Improved Recommendation Engine

I have been working on an improved recommendation engine for Twitter users you should follow, however the basic concept is easily used for other recommendations.

Simple Algorithm

While there are many different ways to come up with recommendations, a common one is to look at the the most common friends-of-friends that you have.

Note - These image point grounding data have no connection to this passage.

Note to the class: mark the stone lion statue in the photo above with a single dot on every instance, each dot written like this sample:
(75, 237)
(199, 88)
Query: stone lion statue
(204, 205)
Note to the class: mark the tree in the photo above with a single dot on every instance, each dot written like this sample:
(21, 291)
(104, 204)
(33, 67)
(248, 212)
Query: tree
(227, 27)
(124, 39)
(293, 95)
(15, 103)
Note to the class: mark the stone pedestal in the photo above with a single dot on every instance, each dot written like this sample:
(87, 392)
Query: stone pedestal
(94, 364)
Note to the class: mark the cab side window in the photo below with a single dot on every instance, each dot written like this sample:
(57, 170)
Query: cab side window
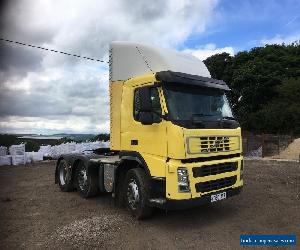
(155, 104)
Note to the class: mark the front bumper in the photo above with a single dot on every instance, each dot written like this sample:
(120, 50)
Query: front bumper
(193, 202)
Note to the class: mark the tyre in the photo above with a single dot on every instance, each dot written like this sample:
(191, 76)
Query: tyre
(64, 177)
(137, 193)
(86, 183)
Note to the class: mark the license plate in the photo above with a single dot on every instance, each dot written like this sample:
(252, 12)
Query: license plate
(218, 197)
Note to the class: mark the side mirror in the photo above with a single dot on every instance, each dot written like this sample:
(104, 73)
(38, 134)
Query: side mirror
(145, 116)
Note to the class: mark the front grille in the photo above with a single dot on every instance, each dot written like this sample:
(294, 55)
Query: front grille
(215, 184)
(214, 144)
(214, 169)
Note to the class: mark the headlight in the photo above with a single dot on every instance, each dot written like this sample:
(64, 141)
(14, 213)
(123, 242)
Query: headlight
(183, 180)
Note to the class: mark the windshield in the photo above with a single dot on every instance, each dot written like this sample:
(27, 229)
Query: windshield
(186, 103)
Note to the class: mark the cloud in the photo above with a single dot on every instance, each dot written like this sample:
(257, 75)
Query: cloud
(208, 50)
(44, 92)
(279, 39)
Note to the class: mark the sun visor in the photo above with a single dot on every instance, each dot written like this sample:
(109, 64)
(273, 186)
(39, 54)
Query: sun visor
(187, 79)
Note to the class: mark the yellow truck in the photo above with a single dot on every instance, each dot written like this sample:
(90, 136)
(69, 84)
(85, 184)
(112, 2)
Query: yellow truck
(174, 142)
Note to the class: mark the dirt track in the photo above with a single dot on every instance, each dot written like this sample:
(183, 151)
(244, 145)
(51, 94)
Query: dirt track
(34, 214)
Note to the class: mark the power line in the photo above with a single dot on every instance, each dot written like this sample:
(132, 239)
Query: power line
(52, 50)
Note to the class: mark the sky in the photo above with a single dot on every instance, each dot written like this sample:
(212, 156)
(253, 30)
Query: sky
(46, 93)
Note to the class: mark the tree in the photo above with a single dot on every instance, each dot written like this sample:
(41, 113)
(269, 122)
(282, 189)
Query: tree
(267, 80)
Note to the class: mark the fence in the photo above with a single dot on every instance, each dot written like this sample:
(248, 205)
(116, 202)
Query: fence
(265, 144)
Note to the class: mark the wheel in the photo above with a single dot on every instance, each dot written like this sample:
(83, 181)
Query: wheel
(137, 193)
(86, 183)
(64, 177)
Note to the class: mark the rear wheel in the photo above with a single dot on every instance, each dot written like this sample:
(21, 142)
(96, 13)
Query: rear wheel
(86, 182)
(137, 193)
(64, 176)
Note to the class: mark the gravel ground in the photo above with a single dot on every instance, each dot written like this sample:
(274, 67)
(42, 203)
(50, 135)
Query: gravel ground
(34, 214)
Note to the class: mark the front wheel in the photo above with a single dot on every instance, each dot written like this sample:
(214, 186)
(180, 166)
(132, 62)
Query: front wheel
(137, 193)
(86, 182)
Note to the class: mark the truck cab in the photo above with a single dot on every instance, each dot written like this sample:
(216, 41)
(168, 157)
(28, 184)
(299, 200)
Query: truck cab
(174, 139)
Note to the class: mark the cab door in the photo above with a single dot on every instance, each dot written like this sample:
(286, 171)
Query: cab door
(147, 139)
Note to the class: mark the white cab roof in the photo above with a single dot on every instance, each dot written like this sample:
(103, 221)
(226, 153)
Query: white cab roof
(129, 59)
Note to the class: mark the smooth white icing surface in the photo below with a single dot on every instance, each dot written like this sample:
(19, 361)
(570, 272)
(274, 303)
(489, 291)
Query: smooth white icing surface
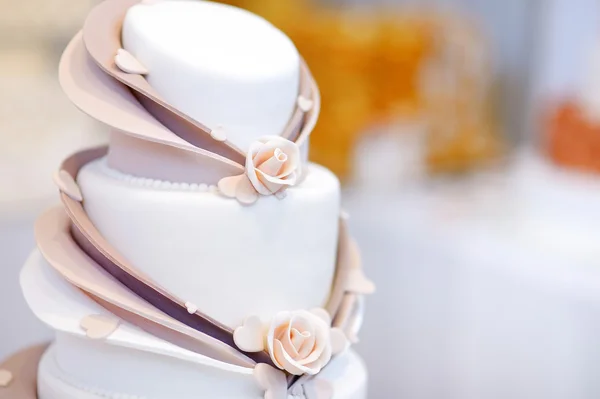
(133, 364)
(220, 65)
(230, 260)
(121, 373)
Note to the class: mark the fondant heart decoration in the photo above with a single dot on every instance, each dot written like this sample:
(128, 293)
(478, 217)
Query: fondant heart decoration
(318, 389)
(271, 380)
(305, 104)
(128, 63)
(358, 283)
(99, 326)
(67, 185)
(250, 336)
(6, 378)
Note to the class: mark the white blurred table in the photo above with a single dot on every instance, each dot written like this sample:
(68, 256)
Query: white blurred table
(488, 286)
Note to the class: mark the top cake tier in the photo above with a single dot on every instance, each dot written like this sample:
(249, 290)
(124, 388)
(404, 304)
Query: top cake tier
(220, 65)
(190, 87)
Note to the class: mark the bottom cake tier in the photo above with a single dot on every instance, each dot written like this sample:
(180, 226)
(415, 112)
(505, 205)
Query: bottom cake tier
(130, 363)
(121, 381)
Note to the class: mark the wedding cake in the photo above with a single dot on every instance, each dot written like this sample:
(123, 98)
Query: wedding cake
(199, 254)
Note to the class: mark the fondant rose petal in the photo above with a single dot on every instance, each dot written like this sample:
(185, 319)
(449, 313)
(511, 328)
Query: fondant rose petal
(322, 314)
(288, 363)
(256, 183)
(271, 380)
(307, 347)
(319, 363)
(245, 192)
(281, 320)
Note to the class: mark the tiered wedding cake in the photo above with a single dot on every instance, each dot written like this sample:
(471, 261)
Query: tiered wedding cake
(194, 260)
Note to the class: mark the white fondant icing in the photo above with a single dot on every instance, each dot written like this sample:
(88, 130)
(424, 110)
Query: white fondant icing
(133, 364)
(230, 260)
(218, 64)
(128, 64)
(346, 376)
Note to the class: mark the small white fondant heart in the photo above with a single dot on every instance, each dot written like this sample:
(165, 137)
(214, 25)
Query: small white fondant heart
(218, 133)
(128, 63)
(305, 104)
(6, 378)
(99, 326)
(65, 183)
(318, 389)
(358, 283)
(322, 314)
(339, 341)
(191, 308)
(249, 336)
(271, 380)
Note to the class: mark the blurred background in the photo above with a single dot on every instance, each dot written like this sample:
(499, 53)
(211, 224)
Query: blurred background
(467, 137)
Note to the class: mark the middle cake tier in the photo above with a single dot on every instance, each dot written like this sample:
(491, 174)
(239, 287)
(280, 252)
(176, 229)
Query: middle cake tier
(229, 260)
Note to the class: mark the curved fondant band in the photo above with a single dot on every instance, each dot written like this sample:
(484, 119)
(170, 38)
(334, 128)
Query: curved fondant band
(88, 68)
(105, 256)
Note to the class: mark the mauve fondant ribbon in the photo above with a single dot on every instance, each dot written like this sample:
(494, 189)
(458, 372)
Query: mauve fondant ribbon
(108, 258)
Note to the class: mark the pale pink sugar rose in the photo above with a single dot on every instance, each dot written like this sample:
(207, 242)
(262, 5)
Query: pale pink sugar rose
(273, 164)
(299, 342)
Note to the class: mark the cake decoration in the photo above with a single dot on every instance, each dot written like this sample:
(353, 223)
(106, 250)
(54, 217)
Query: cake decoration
(305, 104)
(6, 378)
(191, 307)
(87, 69)
(67, 185)
(272, 381)
(218, 133)
(272, 165)
(128, 63)
(99, 326)
(249, 336)
(155, 144)
(299, 342)
(359, 284)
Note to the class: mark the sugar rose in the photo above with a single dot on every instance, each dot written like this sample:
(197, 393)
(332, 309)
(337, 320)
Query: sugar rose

This algorithm is trivial to implement, in SQL you would use something like:

SELECT f2.follows_user_id, COUNT( * ) 
FROM following AS f1
INNER JOIN following AS f2 ON f1.follows_user_id = f2.user_id
WHERE f1.user_id =16308660
GROUP BY f2.follows_user_id
ORDER BY COUNT( * ) DESC 

and in Chyper you would use something like:

MATCH (n:Member { id:'James'})-[fr:FRIENDS_WITH]->(f)-[fofr:FRIENDS_WITH]->(fof) 
RETURN fof.name, count(fofr) 
ORDER BY count(fofr) DESC

Drawbacks

The algorithm is a very broad brush approach and ignores the fact that within the community of people that I follow, there are clusters of users that might have the same interests, such as Neo4j, Web Development, Gardening or just all work for the same company.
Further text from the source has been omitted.